As for the art market, well it is just that, a market. Art does not have a use value, all it has is a market value. I think that when a very high price is given for an artpiece, it has a lot more to do with speculation than with the real worth of the work. Trends and fashion might have a bigger role than the artistic essence of the work. Moreover, it is likely that there are many markets with different requirements.


----------



## tculotta (Feb 24, 2015)

This is a fascinating topic. I, too, have read much of what Alain Briot has written on the subject and he makes great points. It's almost unfair to distill it into a few nuggets, as he does an excellent job of presenting almost all of the germane points. There are a lot of talented photographers. To succeed you must market yourself and your work. That's the part that many miss as there is a presumption that great work will sell itself. That's just not so unless you are very lucky. Be a good photographer and market your work successfully and you'll do well. Do all that AND get lucky and you just might become exceedingly wealthy. Also, most luck is directly proportional to work.

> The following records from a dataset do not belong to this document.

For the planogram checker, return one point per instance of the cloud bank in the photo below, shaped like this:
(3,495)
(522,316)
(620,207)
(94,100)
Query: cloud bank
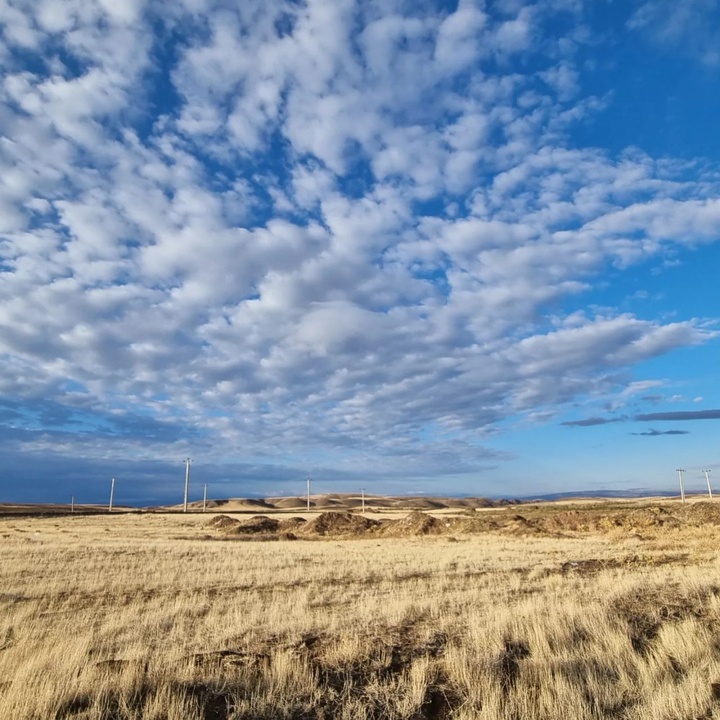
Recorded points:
(352,233)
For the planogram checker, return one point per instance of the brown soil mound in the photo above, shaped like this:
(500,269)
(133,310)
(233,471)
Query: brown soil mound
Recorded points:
(289,503)
(416,523)
(223,522)
(257,524)
(258,502)
(292,523)
(339,523)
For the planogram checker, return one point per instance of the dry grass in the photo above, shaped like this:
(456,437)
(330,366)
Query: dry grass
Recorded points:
(161,617)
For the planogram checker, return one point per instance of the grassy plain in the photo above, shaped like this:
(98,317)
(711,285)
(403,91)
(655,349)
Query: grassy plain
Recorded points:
(562,614)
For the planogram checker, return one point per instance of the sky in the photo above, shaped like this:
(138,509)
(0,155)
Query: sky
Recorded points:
(422,246)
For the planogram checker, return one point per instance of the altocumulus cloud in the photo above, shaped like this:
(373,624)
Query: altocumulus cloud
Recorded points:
(316,231)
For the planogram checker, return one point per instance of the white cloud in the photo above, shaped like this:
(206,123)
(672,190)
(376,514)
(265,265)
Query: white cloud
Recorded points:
(338,228)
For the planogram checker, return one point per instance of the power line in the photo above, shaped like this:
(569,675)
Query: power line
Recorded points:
(707,480)
(187,481)
(680,471)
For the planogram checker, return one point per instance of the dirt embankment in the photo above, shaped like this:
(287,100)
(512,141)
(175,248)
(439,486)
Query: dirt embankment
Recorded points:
(541,520)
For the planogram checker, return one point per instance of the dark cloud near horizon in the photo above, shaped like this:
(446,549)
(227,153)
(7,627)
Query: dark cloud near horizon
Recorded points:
(679,415)
(673,415)
(654,433)
(591,422)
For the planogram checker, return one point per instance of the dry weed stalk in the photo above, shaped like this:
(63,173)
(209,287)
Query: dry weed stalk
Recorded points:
(156,617)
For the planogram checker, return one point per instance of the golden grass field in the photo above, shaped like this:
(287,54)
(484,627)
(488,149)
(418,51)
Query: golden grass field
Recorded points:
(604,610)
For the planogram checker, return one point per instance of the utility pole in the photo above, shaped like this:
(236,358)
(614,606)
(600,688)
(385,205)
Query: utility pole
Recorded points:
(187,481)
(707,480)
(680,471)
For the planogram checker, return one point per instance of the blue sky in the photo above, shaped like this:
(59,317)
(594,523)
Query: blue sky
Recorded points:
(416,247)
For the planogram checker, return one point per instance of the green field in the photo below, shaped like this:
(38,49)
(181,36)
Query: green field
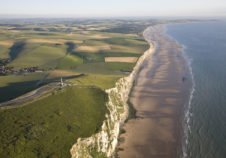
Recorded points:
(75,51)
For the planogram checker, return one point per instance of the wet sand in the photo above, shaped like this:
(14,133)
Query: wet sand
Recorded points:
(159,95)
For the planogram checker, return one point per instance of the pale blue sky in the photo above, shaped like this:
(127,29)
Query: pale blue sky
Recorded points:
(111,8)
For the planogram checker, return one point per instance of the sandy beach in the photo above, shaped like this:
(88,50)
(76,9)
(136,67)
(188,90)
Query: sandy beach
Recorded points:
(158,96)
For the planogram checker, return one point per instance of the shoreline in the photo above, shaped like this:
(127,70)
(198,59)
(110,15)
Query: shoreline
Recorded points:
(104,143)
(135,141)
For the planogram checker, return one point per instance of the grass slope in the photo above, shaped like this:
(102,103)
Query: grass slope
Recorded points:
(48,128)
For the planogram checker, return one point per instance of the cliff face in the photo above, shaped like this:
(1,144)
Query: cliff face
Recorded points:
(104,143)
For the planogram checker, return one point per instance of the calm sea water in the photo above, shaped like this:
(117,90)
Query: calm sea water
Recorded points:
(205,46)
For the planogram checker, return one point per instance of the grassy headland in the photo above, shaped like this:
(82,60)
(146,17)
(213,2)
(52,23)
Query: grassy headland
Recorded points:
(40,53)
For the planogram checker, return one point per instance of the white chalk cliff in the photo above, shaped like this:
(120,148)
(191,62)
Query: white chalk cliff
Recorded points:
(105,142)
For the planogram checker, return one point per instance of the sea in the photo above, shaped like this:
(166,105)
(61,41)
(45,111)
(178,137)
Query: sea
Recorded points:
(204,46)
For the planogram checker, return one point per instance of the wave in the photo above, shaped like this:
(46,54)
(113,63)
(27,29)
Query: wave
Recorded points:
(187,108)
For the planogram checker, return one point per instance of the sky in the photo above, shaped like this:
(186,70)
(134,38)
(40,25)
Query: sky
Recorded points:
(113,8)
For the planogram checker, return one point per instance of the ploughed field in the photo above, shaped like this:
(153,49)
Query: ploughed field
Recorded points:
(90,55)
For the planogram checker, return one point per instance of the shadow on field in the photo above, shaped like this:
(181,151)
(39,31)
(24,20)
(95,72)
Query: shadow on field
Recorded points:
(16,49)
(14,90)
(70,47)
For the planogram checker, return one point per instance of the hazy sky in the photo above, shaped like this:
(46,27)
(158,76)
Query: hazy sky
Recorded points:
(94,8)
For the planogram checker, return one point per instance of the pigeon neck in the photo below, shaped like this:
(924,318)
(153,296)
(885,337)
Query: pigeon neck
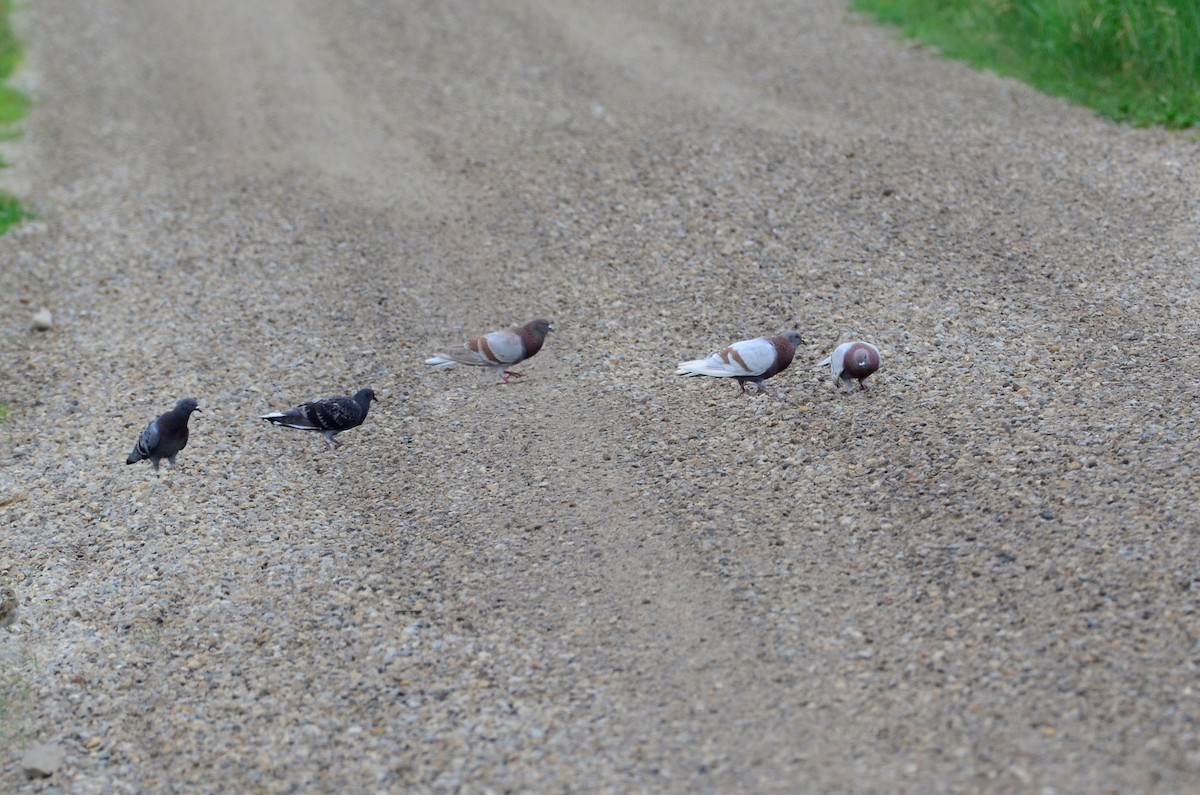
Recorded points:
(532,340)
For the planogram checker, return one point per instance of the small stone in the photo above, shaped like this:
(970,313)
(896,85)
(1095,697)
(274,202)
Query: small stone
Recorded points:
(42,760)
(42,320)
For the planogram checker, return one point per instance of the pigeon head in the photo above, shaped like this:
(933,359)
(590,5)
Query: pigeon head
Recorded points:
(862,360)
(186,406)
(539,328)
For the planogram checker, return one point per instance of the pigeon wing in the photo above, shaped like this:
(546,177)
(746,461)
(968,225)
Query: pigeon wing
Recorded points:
(747,358)
(147,443)
(838,360)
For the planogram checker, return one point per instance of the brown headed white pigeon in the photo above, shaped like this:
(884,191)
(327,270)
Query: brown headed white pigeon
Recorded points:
(851,360)
(747,360)
(497,350)
(328,416)
(165,436)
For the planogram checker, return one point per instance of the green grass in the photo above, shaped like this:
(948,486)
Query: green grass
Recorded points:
(1133,60)
(13,107)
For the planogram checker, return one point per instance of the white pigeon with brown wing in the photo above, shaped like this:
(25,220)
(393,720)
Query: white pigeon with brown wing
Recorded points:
(497,350)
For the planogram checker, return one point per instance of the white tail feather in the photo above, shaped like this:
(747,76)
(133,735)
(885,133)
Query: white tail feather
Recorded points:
(703,368)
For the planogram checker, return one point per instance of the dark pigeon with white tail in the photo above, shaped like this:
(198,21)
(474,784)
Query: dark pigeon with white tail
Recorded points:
(165,436)
(747,360)
(328,416)
(497,350)
(851,360)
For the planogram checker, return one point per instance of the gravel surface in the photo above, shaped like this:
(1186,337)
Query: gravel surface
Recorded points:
(981,575)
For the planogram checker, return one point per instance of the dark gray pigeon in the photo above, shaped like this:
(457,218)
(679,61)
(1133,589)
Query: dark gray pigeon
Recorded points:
(165,436)
(329,416)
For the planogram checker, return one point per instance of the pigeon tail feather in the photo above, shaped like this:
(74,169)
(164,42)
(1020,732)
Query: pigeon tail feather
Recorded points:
(441,362)
(705,368)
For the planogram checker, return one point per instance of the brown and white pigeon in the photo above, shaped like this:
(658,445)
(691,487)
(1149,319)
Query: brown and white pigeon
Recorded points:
(497,350)
(747,360)
(328,416)
(165,436)
(851,360)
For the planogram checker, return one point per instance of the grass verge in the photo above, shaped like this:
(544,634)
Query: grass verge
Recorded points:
(13,107)
(1132,60)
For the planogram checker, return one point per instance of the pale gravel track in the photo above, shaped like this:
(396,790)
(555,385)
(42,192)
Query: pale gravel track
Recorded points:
(982,575)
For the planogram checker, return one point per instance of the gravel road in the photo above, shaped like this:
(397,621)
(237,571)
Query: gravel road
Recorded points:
(981,575)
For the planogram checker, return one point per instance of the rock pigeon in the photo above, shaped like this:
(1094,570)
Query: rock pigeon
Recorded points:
(498,350)
(165,436)
(853,360)
(7,608)
(747,360)
(329,416)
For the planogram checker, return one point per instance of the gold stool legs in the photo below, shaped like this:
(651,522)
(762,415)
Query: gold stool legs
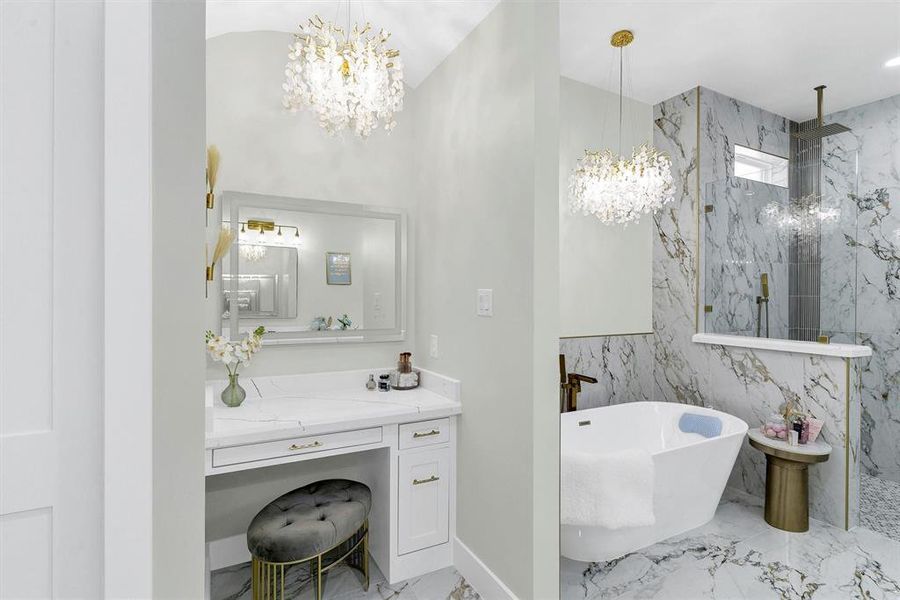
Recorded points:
(787,494)
(267,578)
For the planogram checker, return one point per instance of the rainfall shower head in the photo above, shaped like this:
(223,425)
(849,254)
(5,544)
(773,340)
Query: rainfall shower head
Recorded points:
(820,130)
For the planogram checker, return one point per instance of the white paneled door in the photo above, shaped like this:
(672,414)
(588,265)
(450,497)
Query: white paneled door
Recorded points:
(51,290)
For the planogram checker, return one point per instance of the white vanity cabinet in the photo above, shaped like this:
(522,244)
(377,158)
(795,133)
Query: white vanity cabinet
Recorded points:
(409,438)
(424,499)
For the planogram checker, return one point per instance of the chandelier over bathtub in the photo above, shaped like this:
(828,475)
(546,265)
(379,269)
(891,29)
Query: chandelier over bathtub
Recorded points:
(616,189)
(351,79)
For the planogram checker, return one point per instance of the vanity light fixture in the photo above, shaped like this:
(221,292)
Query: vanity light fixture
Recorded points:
(349,78)
(261,226)
(616,189)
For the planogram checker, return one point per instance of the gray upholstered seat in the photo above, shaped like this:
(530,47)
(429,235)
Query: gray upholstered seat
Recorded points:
(309,520)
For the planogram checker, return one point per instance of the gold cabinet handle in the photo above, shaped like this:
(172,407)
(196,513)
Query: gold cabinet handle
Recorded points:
(315,444)
(419,434)
(429,480)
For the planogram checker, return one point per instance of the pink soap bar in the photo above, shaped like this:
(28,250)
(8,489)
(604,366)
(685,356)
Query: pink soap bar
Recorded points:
(815,427)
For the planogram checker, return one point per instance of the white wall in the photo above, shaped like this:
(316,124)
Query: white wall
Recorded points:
(478,227)
(268,150)
(605,271)
(178,161)
(51,310)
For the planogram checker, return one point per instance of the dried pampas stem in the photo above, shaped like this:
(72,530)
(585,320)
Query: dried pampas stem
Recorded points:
(226,238)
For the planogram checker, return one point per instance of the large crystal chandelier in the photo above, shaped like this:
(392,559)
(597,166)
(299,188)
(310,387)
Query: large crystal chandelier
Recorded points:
(349,78)
(616,189)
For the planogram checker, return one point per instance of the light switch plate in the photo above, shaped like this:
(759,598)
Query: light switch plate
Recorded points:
(485,306)
(433,350)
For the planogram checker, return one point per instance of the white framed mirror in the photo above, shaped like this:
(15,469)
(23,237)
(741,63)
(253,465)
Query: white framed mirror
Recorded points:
(313,271)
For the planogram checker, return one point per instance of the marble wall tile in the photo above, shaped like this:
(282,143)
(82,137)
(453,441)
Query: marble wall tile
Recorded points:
(620,363)
(870,233)
(749,384)
(741,242)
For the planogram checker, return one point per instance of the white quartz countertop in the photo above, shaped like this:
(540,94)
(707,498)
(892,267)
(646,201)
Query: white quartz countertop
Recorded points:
(283,407)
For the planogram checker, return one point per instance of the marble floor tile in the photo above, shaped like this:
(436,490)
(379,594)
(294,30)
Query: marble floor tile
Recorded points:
(345,583)
(880,506)
(738,556)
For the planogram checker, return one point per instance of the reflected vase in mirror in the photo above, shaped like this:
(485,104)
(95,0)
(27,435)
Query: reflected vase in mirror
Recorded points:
(233,394)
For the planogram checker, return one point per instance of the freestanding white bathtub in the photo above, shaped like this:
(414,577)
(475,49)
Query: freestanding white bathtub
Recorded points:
(690,471)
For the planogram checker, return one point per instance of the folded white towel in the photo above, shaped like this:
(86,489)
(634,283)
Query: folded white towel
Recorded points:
(612,490)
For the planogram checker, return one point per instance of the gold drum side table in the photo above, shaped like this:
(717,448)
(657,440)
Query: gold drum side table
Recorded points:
(787,479)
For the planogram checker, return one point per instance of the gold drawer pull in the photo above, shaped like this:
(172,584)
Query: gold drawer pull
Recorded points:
(315,444)
(429,480)
(419,434)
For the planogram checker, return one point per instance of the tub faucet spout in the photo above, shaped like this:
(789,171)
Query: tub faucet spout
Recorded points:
(570,386)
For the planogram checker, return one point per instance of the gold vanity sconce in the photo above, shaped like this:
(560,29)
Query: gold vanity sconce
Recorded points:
(212,171)
(262,226)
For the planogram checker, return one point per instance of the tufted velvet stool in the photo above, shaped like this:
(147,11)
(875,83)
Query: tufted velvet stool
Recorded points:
(323,523)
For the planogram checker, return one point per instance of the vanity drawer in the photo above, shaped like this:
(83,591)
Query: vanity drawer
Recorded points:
(291,447)
(424,433)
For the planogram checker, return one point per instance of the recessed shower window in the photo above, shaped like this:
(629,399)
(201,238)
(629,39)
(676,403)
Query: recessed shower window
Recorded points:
(760,166)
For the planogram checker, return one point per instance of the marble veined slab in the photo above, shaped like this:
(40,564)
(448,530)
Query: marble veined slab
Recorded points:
(291,405)
(794,346)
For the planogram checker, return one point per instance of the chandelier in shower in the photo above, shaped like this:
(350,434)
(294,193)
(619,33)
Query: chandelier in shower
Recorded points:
(616,189)
(350,79)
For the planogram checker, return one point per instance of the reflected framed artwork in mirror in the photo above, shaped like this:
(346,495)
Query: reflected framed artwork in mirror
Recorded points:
(272,276)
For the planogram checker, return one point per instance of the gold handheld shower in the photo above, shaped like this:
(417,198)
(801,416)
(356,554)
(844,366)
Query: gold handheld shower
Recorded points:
(760,301)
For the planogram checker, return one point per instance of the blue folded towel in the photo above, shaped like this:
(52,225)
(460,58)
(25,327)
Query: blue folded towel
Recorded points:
(703,424)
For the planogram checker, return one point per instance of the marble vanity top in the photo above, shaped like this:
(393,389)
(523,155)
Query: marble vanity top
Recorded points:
(291,405)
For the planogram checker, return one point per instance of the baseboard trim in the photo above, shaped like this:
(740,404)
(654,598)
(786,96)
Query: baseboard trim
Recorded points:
(227,552)
(488,585)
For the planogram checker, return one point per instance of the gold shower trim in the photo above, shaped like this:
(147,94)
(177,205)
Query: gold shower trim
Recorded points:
(847,445)
(621,38)
(697,214)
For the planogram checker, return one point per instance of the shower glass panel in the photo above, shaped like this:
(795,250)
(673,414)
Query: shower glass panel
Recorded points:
(781,264)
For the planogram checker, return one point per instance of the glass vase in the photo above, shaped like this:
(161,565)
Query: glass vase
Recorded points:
(233,394)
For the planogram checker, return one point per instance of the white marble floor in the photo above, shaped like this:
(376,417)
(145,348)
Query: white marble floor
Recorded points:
(344,583)
(880,506)
(738,556)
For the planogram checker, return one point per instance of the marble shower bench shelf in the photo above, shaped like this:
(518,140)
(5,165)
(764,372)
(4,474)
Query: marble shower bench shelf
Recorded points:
(793,346)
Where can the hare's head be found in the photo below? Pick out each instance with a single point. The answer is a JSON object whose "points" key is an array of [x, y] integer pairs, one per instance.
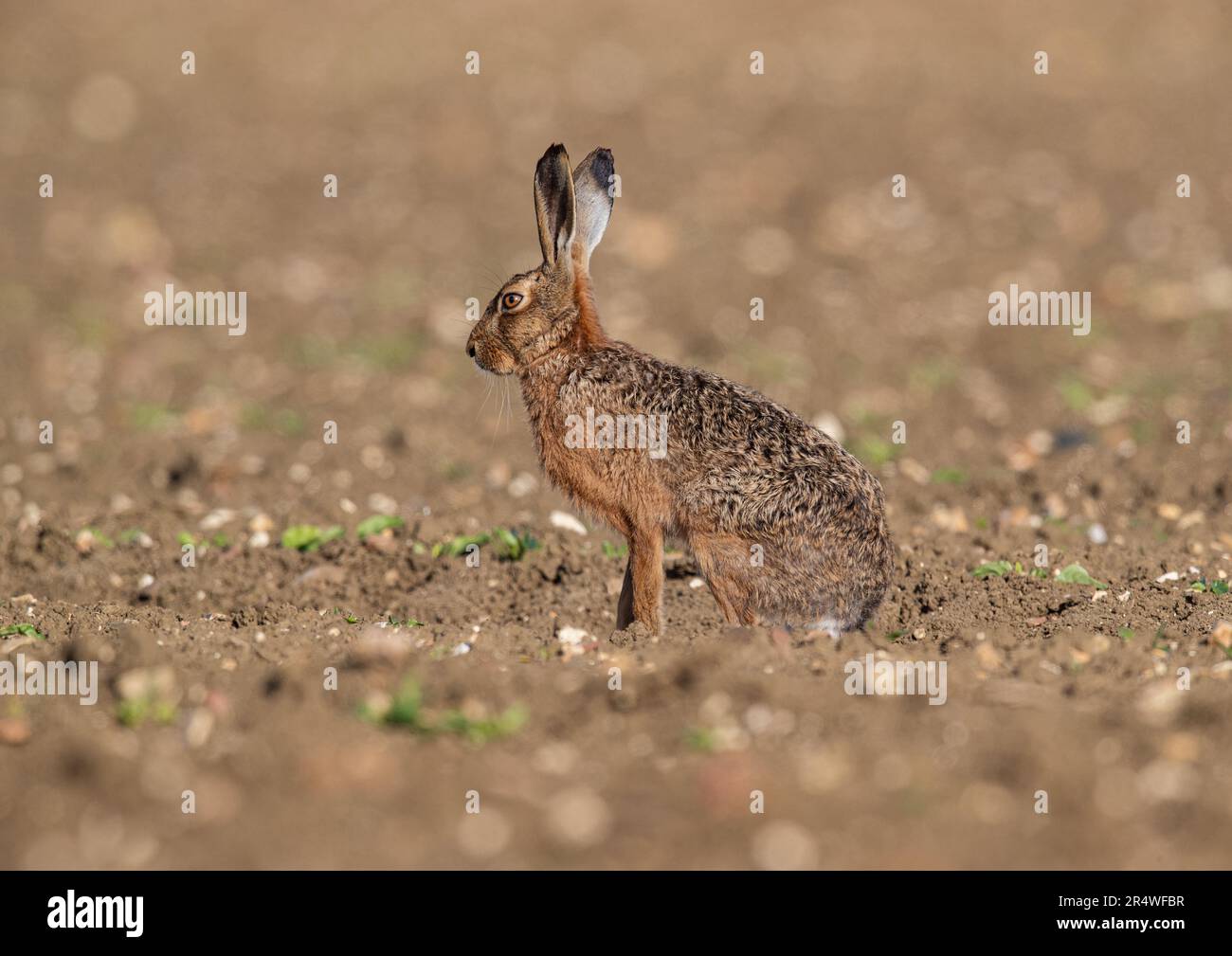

I highly recommend reading Alain's writings. If you want to succeed selling fine art photography, he covers it from the nuts a and bolts up to the abstract elements.

Cheers,
Ted


----------



## Zeidora (Feb 24, 2015)

One "artist" (art faculty at some German place) really ticked me off. Comes to my institution, and wants to use our scanning electron microscope for some art project. Sure, why not. I'm the nice fellow. As things come closer, I look her up. Turns out she takes the most mundane samples, NaCl-salt (yawn), prints 'em on an inkjet, pardon me: giclée, and sells them for 1-5 grand. Salt prints? Nope! Any sort of manipulation? Nope. Just a straight print off a digital file. Doesn't even know how to run the instrument, that's the lowly "technician's" job. Paying for usage, or getting commission on sales? Most certainly not. — F that.

If I try to publish an SEM that actually shows something, has a story, takes some advanced prep. (e.g. teeth of a 0.6 mm snail; there are about 5 people on the planet who can do that, I know all the others), I have to pay to get it published, aka page charges in scientific publishing. 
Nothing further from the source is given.